1. Hypersensitivity to cabozantinib or any component of the formulation 2. Concomitant use with strong CYP3A4 inducers 3. Recent history of hemoptysis or serious bleeding 4. Perforation or fistula formation

Warnings and Precautions

• Severe hemorrhagic events: Fatal hemorrhages have occurred. Discontinue in patients with severe hemorrhage.

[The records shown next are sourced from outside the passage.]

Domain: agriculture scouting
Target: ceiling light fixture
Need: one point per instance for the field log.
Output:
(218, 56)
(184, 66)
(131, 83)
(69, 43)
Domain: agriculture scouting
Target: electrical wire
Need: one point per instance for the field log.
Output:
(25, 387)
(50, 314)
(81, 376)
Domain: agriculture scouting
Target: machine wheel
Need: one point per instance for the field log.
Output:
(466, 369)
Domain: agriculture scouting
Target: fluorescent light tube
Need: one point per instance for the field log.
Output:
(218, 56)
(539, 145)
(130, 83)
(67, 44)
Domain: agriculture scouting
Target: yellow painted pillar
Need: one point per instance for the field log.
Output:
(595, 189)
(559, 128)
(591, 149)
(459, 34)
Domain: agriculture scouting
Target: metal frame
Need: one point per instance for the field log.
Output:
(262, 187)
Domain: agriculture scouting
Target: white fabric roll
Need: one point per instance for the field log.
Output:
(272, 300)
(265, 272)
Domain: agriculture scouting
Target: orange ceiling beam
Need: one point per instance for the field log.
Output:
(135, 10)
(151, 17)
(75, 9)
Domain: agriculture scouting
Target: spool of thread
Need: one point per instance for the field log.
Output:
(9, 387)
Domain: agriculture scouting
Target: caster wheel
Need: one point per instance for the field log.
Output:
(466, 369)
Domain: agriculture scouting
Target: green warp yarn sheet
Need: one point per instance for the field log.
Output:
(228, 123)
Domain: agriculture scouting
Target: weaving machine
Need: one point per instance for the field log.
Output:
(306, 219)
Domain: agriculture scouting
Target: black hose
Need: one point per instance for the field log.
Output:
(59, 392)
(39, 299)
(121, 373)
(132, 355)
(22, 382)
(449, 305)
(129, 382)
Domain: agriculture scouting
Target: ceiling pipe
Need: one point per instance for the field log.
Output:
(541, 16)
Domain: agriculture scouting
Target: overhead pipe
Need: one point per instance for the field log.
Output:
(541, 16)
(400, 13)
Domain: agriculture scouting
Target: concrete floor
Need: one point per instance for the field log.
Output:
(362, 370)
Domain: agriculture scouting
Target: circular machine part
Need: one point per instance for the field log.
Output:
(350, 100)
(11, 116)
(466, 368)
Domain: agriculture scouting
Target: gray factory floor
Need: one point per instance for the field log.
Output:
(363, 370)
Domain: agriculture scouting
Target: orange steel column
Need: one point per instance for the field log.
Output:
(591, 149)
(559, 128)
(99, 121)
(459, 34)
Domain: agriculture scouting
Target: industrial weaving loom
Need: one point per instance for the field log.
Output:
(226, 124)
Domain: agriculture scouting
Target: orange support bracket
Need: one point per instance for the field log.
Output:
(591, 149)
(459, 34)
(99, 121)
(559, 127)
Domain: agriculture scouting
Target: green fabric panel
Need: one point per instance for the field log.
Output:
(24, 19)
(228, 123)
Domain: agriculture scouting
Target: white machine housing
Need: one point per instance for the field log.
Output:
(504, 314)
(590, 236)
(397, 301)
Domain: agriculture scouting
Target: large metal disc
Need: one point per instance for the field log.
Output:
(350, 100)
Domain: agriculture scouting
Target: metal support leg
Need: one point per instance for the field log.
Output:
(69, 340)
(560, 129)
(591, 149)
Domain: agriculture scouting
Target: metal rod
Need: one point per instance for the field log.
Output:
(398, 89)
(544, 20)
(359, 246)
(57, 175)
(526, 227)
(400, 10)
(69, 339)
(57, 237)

• Gastrointestinal perforations and fistulas: Monitor symptoms and discontinue if occurs
• Thrombotic events: Increased risk of myocardial infarction, cerebral infarction, and other arterial thrombotic events
• Hypertension and hypertensive crisis: Monitor blood pressure regularly
• Diarrhea: May be severe and require dose interruption/reduction
• Palmar-plantar erythrodysesthesia syndrome: Manage with dose modifications
• Reversible posterior leukoencephalopathy syndrome (RPLS): Discontinue if diagnosed
• Thyroid dysfunction: Monitor thyroid function tests regularly
• Hepatotoxicity: Monitor liver function tests
• Proteinuria: Monitor urine protein regularly
• Osteonecrosis of the jaw: Perform dental exam before initiation
• Wound healing complications: Withhold at least 3 weeks before elective surgery

Drug Interactions

• Strong CYP3A4 inhibitors (ketoconazole, clarithromycin): Increase cabozantinib exposure; reduce dose
• Strong CYP3A4 inducers (rifampin, carbamazepine): Decrease cabozantinib exposure; avoid concomitant use
• Proton pump inhibitors: May decrease solubility and absorption

• Drugs that prolong QT interval: Potential additive effects
• Anticoagulants and antiplatelets: Increased bleeding risk

Adverse Effects

• Diarrhea (74%)
• Fatigue (56%)
• Nausea (50%)
• Decreased appetite (46%)
• Palmar-plantar erythrodysesthesia (44%)
• Hypertension (40%)
• Vomiting (31%)
• Weight decreased (30%)
• Constipation (27%)
• Dysgeusia (26%)

• Hemorrhage (3% severe, 1% fatal)
• Gastrointestinal perforation (1%)
• Arterial thromboembolism (1%)
• Hepatotoxicity (≤1%)
• RPLS (<1%)

Monitoring Parameters

• Complete blood count with differential
• Comprehensive metabolic panel (including liver function tests)
• Urinalysis with protein quantification
• Thyroid function tests
• Blood pressure
• ECG (if risk factors for QT prolongation)
• Dental examination

• Blood pressure: Weekly for first 6 weeks, then monthly
• Urine protein: Regularly (at least every 3 months)
• Liver function tests: Monthly for first 3 months, then as clinically indicated
• Thyroid function: Every 2 months for first 6 months, then as needed
• Symptoms of bleeding, GI perforation, fistula formation
• Signs of hand-foot skin reaction
• Diarrhea assessment and management

Patient Education

• Take medication on an empty stomach as directed
• Do not crush or break tablets
• Report any signs of bleeding (unusual bruising, blood in urine/stool)
• Monitor blood pressure regularly as instructed
• Report severe diarrhea, nausea, or vomiting
• Be aware of hand-foot skin reactions and report redness, swelling, or pain
• Maintain good oral hygiene and inform dentist about cabozantinib therapy
• Use effective contraception during treatment and for 4 months after
• Avoid grapefruit and grapefruit juice during treatment
• Report any new or worsening symptoms immediately
• Keep all follow-up appointments for monitoring

References

1. Choueiri TK, et al. Cabozantinib versus Everolimus in Advanced Renal-Cell Carcinoma. N Engl J Med. 2015;373(19):1814-1823. 2. Abou-Alfa GK, et al. Cabozantinib in Patients with Advanced and Progressing Hepatocellular Carcinoma. N Engl J Med. 2018;379(1):54-63. 3. Brose MS, et al. Cabozantinib for radioiodine-refractory differentiated thyroid cancer (COSMIC-311): a randomised, double-blind, placebo-controlled, phase 3 trial. Lancet Oncol. 2021;22(8):1126-1138. 4. Cabometyx® (cabozantinib) prescribing information. Exelixis, Inc. 2023. 5. NCCN Clinical Practice Guidelines in Oncology: Kidney Cancer. Version 4.2023. 6. FDA Approval: Cabozantinib for Advanced Renal Cell Carcinoma. FDA.gov. 7. Lenvima® (lenvatinib) plus Keytruda® (pembrolizumab) prescribing information. Merck & Co., Inc. 2023.